What about majority? The majority function has a more complex Fourier structure (could this be a future homework problem?). Some quick numerical trials indicate that when f:{-1,1}^n -> {-1,1} is the majority function, we have E[f] tending to 0 and P(f=-1), P(f=1) tending to 1/2. I haven't proved this (another possible exercise?), but if it's true then I hope whoever asked me that question reads this post!

A couple of afterthoughts. (1) A recent inequality of Kim and Vu allows one to prove concentration of polynomials with nonnegative coefficients. Since the Fourier expansion is a multivariate polynomial, one might be able to apply Kim-Vu to certain classes of Boolean functions. Is there a characterization of the Boolean functions having nonnegative Fourier coefficients?

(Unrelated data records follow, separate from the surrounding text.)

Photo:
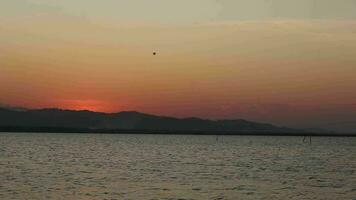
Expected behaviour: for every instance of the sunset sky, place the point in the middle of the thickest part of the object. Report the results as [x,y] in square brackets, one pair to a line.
[287,62]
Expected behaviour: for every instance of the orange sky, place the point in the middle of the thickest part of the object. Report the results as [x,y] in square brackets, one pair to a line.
[289,71]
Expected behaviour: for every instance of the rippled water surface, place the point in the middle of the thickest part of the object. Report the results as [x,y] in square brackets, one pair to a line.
[95,166]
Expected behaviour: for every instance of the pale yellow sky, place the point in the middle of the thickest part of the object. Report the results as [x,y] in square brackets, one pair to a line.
[216,59]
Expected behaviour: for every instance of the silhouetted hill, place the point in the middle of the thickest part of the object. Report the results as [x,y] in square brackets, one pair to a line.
[56,119]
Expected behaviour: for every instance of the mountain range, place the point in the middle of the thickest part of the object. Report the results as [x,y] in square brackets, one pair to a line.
[57,120]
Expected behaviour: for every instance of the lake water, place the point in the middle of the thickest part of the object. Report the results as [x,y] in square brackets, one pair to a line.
[172,167]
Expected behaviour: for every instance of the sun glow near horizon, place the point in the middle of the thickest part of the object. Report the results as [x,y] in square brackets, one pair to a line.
[290,68]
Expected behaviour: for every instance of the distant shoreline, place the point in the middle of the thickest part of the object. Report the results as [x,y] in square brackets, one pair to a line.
[167,132]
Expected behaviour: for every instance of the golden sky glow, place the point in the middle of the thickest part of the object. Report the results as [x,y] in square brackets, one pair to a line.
[290,64]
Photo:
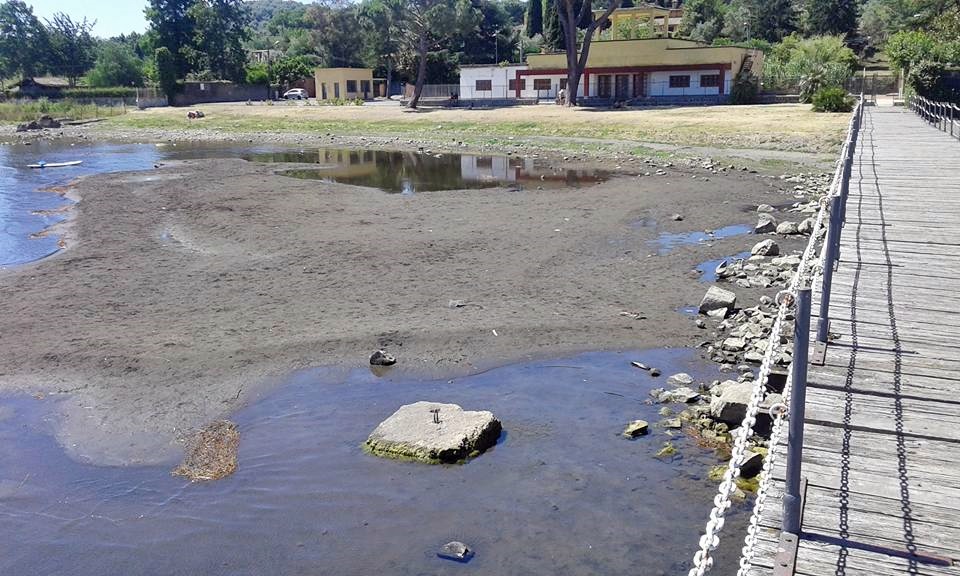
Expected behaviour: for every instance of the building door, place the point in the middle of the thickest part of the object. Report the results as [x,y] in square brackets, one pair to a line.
[639,85]
[604,86]
[622,86]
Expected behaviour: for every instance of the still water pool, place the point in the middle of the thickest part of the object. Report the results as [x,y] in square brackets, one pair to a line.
[562,492]
[25,211]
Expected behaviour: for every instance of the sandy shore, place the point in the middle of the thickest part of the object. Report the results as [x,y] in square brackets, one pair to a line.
[187,290]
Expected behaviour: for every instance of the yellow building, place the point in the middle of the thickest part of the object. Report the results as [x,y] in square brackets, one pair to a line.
[647,20]
[653,67]
[346,83]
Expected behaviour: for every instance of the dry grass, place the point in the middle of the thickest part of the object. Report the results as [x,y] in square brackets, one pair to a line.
[211,453]
[780,127]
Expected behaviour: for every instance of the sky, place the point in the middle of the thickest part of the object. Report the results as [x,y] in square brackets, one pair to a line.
[113,17]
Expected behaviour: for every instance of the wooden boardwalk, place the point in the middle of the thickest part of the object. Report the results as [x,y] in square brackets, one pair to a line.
[882,434]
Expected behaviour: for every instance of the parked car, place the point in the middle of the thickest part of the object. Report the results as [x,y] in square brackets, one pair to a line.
[295,94]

(2) I was at first excited to see the Poincaré inequalities, as they are one method for proving concentration. But one must be careful, as Poincaré and log-Sobolev inequalities are really asserting a property of the probability measure, not any specific function. In particular, the Poincaré inequality on the discrete cube is telling us that the product measure on {-1,1}^n has exponential concentration with respect to the Hamming metric. But we already knew a stronger fact (subgaussian tails) via Chernoff bounds!

Update Feb 6: I feel a bit silly running numerics on the majority function and suggesting the observation that E[f] tends to 0 and P(f=-1), P(f=1) tend to 1/2 as an exercise. It's obvious.
Update II: An obvious point that I forgot to make is that it's a bit vacuous to talk about concentration of {-1,1} valued functions; this only makes sense if f_n:{-1,1}^n -> {-1,1} is approaching a constant. The original concentration question was actually about real-valued functions on the cube, but the simple reasoning above show that small Fourier coefficients do not imply concentration.